Dear Jason,
I have gotten some calculation results using FAST for the 5MW-OC3-Hywind model, and from the OC3 report in Chapter 5, I found some analysis for the “effective RAOs”, but I don’t really get it.
The report mentioned that the definition for the “effetive RAOs” was the difference in response amplitudes between nonlinear time-domain simulations run with and without wave excitation.
But from what I’ve got, for constant wind and regular wave excitation of one specific frequency, the system might response in different frequencies, and therefore what defines the “amplitude of the motion” under this specific frequency in such case?
I’ve attached a memo that I wrote to the OC3 group when we were working through the “effective RAO” load case (load case 5.4). This memo should answer all your questions about what is meant by “effective RAO”.
Note: after the memo was written, we decided in OC3 to run load case 5.4 at 8 m/s instead of at 11.4 m/s about which the memo was written.
Dear Jason,
Thanks for replying fast.
I’ve read the memo, and that really helps.
But I still have some confusions. Is it right that you designed the definition of “effective RAO” to evaluate the response induced merely by waves so that you used the quasi-steady response after a certain simulating time?
Here is a result of platform surge time series under the constant wind 8m/s and regular wave of 0.7rad/s. For what I can see, the motion of the platform reached stable at about 600s. And a significant low-frequency response could be found before 600s. Is this low-frequency response just neglected here?

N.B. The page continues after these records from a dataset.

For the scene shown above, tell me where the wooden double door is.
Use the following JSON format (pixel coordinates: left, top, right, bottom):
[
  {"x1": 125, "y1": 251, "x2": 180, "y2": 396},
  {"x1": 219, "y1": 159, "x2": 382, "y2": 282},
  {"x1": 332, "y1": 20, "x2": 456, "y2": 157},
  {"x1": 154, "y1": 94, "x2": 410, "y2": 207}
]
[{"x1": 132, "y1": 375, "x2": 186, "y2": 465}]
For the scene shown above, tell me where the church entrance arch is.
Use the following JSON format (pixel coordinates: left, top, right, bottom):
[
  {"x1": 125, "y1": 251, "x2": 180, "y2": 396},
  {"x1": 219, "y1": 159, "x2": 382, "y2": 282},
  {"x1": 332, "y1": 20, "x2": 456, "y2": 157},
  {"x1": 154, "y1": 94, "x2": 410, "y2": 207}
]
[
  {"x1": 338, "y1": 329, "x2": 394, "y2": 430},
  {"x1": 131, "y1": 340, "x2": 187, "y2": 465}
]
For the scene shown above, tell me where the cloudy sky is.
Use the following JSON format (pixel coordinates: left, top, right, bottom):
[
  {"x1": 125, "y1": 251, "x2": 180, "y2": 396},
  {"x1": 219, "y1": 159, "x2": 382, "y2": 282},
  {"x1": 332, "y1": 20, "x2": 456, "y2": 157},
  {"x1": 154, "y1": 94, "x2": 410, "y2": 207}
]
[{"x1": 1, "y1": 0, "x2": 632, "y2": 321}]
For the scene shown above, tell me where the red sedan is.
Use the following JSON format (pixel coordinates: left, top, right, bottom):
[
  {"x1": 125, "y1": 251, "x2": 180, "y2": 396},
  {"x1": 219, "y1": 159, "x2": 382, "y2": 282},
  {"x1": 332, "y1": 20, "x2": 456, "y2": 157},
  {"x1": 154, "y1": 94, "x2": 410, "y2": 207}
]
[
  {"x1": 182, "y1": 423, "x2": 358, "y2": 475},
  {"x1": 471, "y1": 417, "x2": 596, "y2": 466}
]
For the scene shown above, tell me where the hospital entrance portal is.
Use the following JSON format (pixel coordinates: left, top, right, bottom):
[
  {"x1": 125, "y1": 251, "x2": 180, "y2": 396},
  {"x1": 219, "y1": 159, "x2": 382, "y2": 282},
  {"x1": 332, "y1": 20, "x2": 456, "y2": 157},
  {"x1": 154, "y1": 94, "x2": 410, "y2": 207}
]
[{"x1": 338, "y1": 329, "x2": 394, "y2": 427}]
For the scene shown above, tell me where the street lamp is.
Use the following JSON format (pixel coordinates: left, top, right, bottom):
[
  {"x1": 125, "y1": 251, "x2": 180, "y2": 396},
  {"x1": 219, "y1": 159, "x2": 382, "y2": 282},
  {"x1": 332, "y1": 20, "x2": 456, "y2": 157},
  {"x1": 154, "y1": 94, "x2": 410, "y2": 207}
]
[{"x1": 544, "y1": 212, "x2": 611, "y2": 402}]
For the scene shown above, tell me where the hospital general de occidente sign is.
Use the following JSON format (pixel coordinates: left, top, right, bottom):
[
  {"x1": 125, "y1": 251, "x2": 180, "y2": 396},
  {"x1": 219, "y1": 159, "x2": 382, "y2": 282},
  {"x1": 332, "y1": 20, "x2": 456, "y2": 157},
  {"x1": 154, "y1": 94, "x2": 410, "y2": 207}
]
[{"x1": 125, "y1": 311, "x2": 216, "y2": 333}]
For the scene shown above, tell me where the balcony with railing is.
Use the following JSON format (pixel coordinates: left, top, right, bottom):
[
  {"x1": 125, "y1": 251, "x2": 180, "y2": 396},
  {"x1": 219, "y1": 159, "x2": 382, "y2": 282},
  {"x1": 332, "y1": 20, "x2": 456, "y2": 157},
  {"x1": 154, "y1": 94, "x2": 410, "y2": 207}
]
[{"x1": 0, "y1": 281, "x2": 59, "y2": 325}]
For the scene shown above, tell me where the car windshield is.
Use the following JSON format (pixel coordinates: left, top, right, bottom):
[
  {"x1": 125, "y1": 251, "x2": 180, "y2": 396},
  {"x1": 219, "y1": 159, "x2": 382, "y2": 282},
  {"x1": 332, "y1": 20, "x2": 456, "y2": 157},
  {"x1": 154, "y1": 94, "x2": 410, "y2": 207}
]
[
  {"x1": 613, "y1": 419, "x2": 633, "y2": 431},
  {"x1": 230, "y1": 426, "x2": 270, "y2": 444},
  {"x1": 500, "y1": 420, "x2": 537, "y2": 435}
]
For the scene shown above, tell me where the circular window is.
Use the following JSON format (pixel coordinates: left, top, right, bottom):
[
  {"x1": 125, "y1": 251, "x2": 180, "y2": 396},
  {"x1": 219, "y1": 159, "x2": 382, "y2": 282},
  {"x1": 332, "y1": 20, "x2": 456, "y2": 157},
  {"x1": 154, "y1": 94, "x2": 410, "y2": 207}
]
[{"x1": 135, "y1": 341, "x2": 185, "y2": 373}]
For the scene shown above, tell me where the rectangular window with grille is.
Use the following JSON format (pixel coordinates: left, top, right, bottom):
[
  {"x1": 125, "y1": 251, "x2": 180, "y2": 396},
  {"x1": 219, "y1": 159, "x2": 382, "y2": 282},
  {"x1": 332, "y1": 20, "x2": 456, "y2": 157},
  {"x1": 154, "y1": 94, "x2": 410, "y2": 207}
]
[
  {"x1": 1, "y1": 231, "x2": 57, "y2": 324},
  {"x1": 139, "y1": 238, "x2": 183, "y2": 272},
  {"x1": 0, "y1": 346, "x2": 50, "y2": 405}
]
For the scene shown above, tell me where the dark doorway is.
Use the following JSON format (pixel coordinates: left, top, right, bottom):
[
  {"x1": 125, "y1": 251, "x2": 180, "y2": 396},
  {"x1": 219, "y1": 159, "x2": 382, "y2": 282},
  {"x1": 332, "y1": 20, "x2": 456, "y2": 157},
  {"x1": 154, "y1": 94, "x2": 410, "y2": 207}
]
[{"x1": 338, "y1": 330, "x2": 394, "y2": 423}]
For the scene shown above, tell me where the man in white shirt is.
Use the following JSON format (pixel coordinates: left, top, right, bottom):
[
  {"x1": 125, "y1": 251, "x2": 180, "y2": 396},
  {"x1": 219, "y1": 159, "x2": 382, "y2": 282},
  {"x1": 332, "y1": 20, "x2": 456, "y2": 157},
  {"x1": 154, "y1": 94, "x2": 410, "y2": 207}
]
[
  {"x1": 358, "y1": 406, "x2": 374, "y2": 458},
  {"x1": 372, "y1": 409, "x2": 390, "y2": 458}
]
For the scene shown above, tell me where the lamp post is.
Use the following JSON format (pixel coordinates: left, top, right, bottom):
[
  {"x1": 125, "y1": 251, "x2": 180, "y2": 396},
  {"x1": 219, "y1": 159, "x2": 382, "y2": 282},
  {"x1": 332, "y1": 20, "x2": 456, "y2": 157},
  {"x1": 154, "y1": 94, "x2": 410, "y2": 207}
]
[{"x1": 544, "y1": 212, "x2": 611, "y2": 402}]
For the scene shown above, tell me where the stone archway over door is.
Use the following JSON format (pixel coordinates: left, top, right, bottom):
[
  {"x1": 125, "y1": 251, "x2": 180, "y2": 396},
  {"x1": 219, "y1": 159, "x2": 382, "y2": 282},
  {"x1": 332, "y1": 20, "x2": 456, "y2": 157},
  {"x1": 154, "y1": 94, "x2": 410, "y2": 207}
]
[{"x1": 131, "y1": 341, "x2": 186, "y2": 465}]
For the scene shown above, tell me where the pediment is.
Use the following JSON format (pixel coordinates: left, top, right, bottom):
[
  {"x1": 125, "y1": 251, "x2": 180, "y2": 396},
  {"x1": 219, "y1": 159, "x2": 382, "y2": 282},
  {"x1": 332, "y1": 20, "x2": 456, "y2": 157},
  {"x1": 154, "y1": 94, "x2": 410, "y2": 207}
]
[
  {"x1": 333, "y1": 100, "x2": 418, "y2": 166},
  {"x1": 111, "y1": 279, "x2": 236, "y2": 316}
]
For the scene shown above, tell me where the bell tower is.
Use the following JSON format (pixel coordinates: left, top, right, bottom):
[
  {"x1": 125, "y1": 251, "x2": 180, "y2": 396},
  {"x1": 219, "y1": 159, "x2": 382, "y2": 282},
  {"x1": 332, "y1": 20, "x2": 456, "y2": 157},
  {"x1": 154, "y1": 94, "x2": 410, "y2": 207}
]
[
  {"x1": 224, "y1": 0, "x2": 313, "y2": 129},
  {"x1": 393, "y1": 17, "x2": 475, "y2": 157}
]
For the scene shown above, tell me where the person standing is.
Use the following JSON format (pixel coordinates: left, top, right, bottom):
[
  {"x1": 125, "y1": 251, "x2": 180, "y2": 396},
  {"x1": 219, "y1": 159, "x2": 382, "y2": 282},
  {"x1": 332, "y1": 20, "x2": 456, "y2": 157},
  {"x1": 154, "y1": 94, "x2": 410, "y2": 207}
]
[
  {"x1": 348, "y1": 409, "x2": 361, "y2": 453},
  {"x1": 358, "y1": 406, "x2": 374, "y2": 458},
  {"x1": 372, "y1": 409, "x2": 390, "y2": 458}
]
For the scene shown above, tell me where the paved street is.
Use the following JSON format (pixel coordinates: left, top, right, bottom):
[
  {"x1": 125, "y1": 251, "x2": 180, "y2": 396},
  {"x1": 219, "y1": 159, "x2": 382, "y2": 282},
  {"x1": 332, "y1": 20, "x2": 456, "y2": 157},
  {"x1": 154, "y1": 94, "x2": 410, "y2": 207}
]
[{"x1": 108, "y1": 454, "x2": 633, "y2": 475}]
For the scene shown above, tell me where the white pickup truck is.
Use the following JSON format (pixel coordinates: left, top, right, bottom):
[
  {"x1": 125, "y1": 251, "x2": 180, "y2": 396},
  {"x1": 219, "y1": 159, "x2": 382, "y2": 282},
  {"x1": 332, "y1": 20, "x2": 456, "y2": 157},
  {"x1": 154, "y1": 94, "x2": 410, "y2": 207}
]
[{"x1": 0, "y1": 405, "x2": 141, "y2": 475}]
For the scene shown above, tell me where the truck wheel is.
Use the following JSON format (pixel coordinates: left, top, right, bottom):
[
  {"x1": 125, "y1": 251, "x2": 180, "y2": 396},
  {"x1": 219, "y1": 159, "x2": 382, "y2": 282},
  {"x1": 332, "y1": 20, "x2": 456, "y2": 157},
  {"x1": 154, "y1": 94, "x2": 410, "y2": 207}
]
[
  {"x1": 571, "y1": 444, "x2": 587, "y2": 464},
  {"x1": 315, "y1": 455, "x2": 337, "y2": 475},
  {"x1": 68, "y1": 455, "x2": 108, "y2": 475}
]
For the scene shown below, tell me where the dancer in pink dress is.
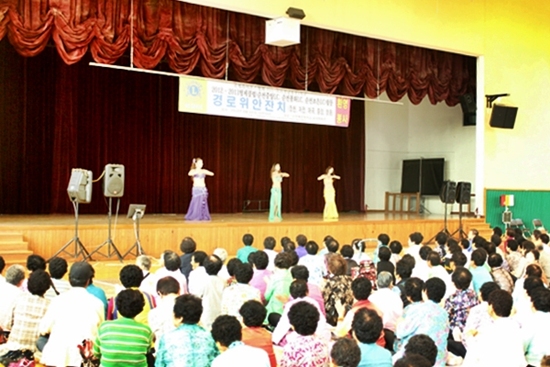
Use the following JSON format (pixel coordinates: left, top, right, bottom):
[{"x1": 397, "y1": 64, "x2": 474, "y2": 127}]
[{"x1": 185, "y1": 158, "x2": 214, "y2": 221}]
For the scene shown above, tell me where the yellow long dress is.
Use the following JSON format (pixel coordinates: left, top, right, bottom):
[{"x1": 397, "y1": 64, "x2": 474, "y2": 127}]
[{"x1": 323, "y1": 185, "x2": 339, "y2": 220}]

The short answer is “yes.” The large-amplitude low-frequency response you show at the start of the simulation is a start-up transient resulting from the choice of initial conditions that don’t coincide with periodic oscillations about the mean position characteristic of an RAO. The start-up transients could be reduced considerably by choosing initial conditions closer to the mean position of the structure for the given mean wind speed. Whatever start-up transients remaining should be ignored in the effective AO calculation.